The U.S.-led United Nations Command in Seoul blames North Korea for Saturday's sea battle that killed four South Korean sailors and about 30 from North Korea. The U.N. Command is urging North Korea to take part in talks on the shootout, a request Pyongyang has turned down.
The U.N. Command statement says North Korea caused the clash off the west coast of the divided peninsula.
The statement says the North's actions were provocative and had increased tensions across the peninsula. The two Koreas remain technically at war because the Korean War ended in 1953 with a truce, not a peace treaty.
The U.N. Command also reissued a call to Pyongyang to set up high-level military talks with the United States and South Korea to investigate the fight. The North rejected the idea Monday, and called for talks on redrawing the sea border.

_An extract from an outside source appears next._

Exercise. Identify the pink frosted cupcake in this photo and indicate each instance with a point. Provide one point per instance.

Both sides blame each other for Saturday's battle, which the South says occurred after two North Korean patrol boats crossed into disputed waters.

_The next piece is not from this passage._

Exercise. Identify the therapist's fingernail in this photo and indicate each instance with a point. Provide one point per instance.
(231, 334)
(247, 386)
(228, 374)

Maritime police say that South Korean fishing boats have resumed operations near the disputed border, accompanied by naval and police vessels.
Public anger over the skirmish is growing in South Korea, with newspaper editorials and opposition politicians calling for the government to halt aid for the North and suspend a cross-border tourism program.
One significant project has been shelved. South Korea's Information and Communication Ministry postponed talks between the two nations on starting a mobile phone service in the communist North.
Scott Snyder, a representative of the Asia Foundation in Seoul says this move underscores South Korean President Kim Dae-jung's anger over the incident.
"I believe that the South is taking a harder stance and that it is warranted on the basis of the fact that military tensions have increased and that there was an exchange of gunfire and loss of life on the South Korean side," said Mr. Snyder. "The South Korean response is both reasonable and necessary in light of South Korean public opinion."
South Korea also has changed its military rules of engagement along the maritime border. It now allows patrol boats to issue fewer warnings before firing on intruding North Korean boats.
President Kim has spent most of the past four-years working for closer ties between Pyongyang and the South. His so-called Sunshine policy won him the Nobel Peace Prize, but critics say South Korea has given too much aid and other help to the North and gotten little in return.